In order to overcome these limitations, one would need to implement a post-processing step that transforms a parse tree into an abstract syntax tree and introducing real nodes on a higher abstraction level. These real nodes can then have attributes which are available in XPath based rules. The transformation can happen with a visitor, but the implementation of the AST is a manual step. This step is not described in this guide.

After the basic support for a language is there, there are lots of missing features left. Typical features that can greatly improve rule writing are: symbol table, type resolution, call/data flow analysis.

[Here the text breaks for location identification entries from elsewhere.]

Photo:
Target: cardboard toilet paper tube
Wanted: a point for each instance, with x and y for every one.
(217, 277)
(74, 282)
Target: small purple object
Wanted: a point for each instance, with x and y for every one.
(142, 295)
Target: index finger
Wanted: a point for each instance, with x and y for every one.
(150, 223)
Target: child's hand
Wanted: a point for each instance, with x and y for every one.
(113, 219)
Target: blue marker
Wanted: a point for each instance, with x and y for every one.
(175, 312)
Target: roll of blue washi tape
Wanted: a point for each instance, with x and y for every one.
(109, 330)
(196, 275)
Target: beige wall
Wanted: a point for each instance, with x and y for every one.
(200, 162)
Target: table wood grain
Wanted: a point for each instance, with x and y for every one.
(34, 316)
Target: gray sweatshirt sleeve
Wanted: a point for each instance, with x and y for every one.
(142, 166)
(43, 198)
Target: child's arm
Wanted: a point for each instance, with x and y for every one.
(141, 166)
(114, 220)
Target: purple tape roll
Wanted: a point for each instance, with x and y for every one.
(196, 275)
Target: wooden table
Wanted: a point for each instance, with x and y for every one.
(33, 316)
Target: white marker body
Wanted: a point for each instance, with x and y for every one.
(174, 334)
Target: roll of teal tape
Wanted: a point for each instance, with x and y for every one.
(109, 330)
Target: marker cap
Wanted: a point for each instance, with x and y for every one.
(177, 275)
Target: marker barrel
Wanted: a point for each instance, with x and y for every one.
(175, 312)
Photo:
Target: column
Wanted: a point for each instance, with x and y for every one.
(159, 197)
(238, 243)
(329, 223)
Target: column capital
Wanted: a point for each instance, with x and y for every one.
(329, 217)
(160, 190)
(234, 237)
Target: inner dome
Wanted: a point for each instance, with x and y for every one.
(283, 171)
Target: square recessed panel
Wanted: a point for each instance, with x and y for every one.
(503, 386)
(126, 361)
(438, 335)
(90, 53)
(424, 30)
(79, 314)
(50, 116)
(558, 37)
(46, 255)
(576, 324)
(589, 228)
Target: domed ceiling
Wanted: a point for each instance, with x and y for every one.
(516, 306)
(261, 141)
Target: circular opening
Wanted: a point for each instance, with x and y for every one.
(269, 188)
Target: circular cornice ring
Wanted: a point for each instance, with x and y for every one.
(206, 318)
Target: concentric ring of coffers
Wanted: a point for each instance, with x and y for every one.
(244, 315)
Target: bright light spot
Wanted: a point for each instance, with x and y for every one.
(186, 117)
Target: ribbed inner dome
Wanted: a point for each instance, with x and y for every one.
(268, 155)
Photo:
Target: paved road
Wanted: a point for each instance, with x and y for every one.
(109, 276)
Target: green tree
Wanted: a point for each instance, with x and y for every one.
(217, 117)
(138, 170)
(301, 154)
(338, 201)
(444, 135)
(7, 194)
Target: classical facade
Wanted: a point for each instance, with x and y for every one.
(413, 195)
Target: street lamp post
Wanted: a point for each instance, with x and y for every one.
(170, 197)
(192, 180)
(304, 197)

Symbol table keeps track of variables and their usages. Type resolution tries to find the actual class type of each used type, following along method calls (including overloaded and overwritten methods), allowing to query subtypes and type hierarchy. This requires additional configuration of an auxiliary classpath. Call and data flow analysis keep track of the data as it is moving through different execution paths a program has.

These features are out of scope of this guide. Type resolution and data flow are features that definitely don’t come for free. It is much effort and requires perseverance to implement.

Steps 1. Start with a new sub-module 2. Implement an AST parser for your language 3. Create AST node classes 4. Generate your parser (using ANTLR) 5. Create a TokenManager 6. Create a PMD parser “adapter” 7. Create a language version handler 8. Create a base visitor 9. Make PMD recognize your language 10. Create an abstract rule class for the language 11. Create rules 12. Test the rules 13. Create documentation page

Finishing up your new language module by adding a page in the documentation. Create a new markdown file <langId>.md in docs/pages/pmd/languages/. This file should have the following frontmatter:

---
title: <Language Name>
permalink: pmd_languages_<langId>.html
last_updated: <Month> <Year> (<PMD Version>)
tags: [languages, PmdCapableLanguage, CpdCapableLanguage]
---

On this page, language specifics can be documented, e.g. when the language was first supported by PMD. There is also the following Jekyll Include, that creates summary box for the language:


{% include language_info.html name='<Language Name>' id='<langId>' implementation='<langId>::lang.<langId>.<langId>LanguageModule' supports_cpd=true supports_pmd=true %}

Optional features

See Optional features in JavaCC based languages.

In order to implement these, most likely an AST needs to be developed first. The parse tree (CST, concrete syntax tree) is not suitable to add methods such as getSymbol() to the node classes.